Castro’s most recent DUI arrest, in 1994, ended in a misdemeanor conviction for public drunkenness, but no jail time, which a DUI conviction would have gotten, Jagels said. The charge had to be reduced because the Kern County Sheriff’s Department lacks the resources to conduct regular field sobriety and breath tests, he said.

When sheriff’s deputies pull over a suspected drunk driver, they usually call in the CHP for such tests, Jagels said.
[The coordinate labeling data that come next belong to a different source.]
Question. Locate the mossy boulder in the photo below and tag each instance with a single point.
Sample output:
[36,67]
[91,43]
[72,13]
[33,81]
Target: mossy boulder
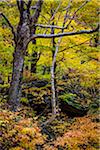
[69,105]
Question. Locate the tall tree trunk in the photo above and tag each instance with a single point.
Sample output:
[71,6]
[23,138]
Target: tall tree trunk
[15,88]
[53,69]
[23,35]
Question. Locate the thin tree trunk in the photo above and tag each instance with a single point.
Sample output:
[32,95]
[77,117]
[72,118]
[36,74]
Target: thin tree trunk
[53,79]
[15,88]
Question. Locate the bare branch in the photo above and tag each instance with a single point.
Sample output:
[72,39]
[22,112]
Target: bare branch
[10,25]
[20,5]
[76,12]
[55,11]
[48,26]
[37,12]
[74,46]
[65,34]
[29,3]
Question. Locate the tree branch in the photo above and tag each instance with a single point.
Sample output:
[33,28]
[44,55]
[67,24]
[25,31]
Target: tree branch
[64,34]
[76,12]
[10,25]
[49,26]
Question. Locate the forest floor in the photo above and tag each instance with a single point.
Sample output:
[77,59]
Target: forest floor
[24,130]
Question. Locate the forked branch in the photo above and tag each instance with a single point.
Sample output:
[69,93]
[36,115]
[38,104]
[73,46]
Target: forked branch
[10,25]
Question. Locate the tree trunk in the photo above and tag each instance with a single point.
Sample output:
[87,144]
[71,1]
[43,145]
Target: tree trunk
[23,35]
[15,88]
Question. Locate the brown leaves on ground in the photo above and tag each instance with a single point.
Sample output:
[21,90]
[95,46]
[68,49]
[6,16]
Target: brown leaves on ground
[20,131]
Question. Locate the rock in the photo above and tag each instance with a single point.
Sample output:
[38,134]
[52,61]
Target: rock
[73,109]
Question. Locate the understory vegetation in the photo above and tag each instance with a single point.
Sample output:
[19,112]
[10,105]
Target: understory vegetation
[49,84]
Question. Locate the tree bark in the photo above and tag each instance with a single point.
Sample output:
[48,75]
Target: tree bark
[23,35]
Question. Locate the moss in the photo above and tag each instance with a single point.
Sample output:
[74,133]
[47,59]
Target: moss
[24,100]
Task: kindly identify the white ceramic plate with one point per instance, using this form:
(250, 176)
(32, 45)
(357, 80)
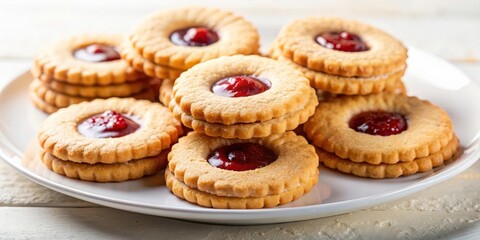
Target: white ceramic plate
(427, 77)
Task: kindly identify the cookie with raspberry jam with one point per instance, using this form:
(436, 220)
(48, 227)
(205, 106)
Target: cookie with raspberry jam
(42, 94)
(166, 91)
(234, 173)
(183, 37)
(379, 128)
(239, 93)
(109, 131)
(102, 172)
(85, 60)
(384, 170)
(344, 85)
(341, 47)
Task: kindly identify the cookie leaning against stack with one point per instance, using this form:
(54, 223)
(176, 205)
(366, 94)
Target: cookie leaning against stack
(109, 140)
(381, 135)
(342, 56)
(82, 68)
(241, 154)
(168, 42)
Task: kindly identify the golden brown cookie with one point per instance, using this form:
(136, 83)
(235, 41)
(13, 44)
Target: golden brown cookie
(204, 199)
(384, 170)
(40, 103)
(158, 38)
(61, 62)
(60, 133)
(166, 91)
(247, 130)
(345, 85)
(295, 165)
(136, 60)
(101, 172)
(289, 91)
(60, 100)
(299, 41)
(421, 128)
(94, 91)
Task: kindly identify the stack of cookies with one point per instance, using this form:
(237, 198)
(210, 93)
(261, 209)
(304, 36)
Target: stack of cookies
(109, 140)
(169, 42)
(83, 68)
(342, 56)
(240, 153)
(381, 135)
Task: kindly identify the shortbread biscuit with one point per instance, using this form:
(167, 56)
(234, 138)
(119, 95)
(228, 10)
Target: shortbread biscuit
(429, 129)
(297, 42)
(101, 172)
(289, 91)
(136, 60)
(296, 165)
(210, 200)
(59, 136)
(166, 91)
(40, 104)
(384, 170)
(248, 130)
(345, 85)
(61, 100)
(152, 36)
(57, 62)
(115, 90)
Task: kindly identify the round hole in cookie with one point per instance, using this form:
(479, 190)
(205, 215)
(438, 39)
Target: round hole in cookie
(240, 86)
(108, 124)
(241, 157)
(194, 37)
(97, 53)
(342, 41)
(379, 123)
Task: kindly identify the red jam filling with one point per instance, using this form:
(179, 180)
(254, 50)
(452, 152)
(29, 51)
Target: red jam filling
(379, 123)
(240, 86)
(194, 37)
(241, 157)
(342, 41)
(97, 53)
(109, 124)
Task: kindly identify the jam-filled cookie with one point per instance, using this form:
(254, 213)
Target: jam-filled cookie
(166, 91)
(83, 68)
(107, 134)
(345, 85)
(384, 170)
(180, 38)
(341, 47)
(242, 97)
(381, 128)
(234, 173)
(52, 100)
(85, 60)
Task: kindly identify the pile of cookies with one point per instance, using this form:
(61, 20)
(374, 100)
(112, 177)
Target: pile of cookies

In Castro’s 1994 case, CHP was unable to respond, leaving prosecutors no choice but to seek the lesser charge of public drunkenness.

Jagels shared Los Angeles County officials’ frustrations over Castro.

“How many times does society have to warn a guy?” he said. “He was told over and over and over that this was dangerous and it never sank in.”

Asari said he was stunned at Castro’s ability to avoid more severe punishment.

“We want to make sure he gets the message and make sure another family like the Kooshes doesn’t have to suffer,” Asari said.